What is the "umask"? How can I set it?
Novell Cool Solutions: Trench
By Christian Boltz
Digg This -
Posted: 22 Feb 2006
The umask defines the permissions a new file will get - or better: the permissions it will not get.
You can display the current umask numeric and as text:
user@host:~ $ umask 0027 user@host:~ $ umask -S u=rwx,g=rx,o=
The numbers mean the following:
0 0 2 7 | | | '--> permissions for others (o) | | '--> permissions for the group (g) | '--> permissions for the owner (user, u) '--> special permissions (SUID, SGID, sticky) - always 0 in umask
The digits for user, group and others are the sum of:
- 1 - execute permission (x)
- 2 - write permission (w)
- 4 - read permission (r)
Therefore umask 0027 means:
- all permissions for the file owner (user)
- no write permissions (but read and execute permissions) for the group
- no permissions for others
You can specify the umask with the command umask 0027. The number can vary, of course. The umask you define this way is valid in the current shell and all child processes. If you set the umask in ~/.profile, it is valid for the whole time you are logged in. If you define it in a xterm, it is only valid for everything you do in this xterm.

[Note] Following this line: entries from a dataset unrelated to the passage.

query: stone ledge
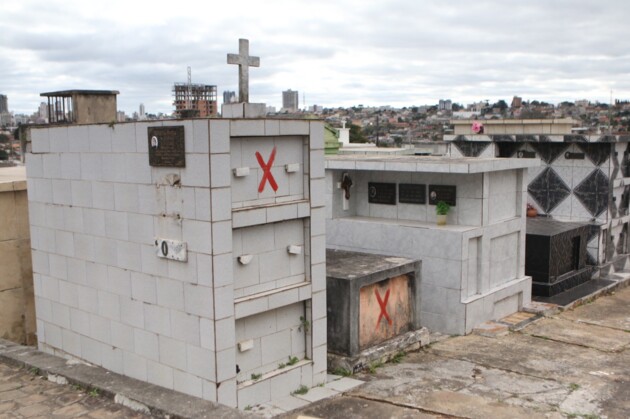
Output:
[328,327,431,374]
[0,339,251,419]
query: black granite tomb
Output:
[525,217,593,297]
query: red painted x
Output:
[374,288,392,329]
[256,147,278,193]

If you want to define the umask for a specific directory (example: group write permissions for a directory you use together with your colleges), you'll become sweating when using the umask command because it is always valid for all directories.
The solution of this problem is setting a default ACL. The following command ensures that all new files in /home/shared/ have all permissions (including write permissions) set for the group:
setfacl -d -m mask:007 /home/shared/
You should also set the sgid-bit for the directory and choose the wanted group using chgrp:
chgrp the_team /home/shared/ chmod g+s /home/shared/
If /home/shared/ already contains subdirectories, you have to change their permissions as well. Tip: all mentioned commands know the -R option.
Starting with KDE 3.5 (which will be contained in the upcoming SUSE Linux 10.1) you can easily define ACLs using the file properties dialog.
If you want to access /home/shared/ only using samba, you can instead use the directory mask and create mask for the share (be warned: samba doesn't use the inverted permission mask as umask does!). You should also set the force group option.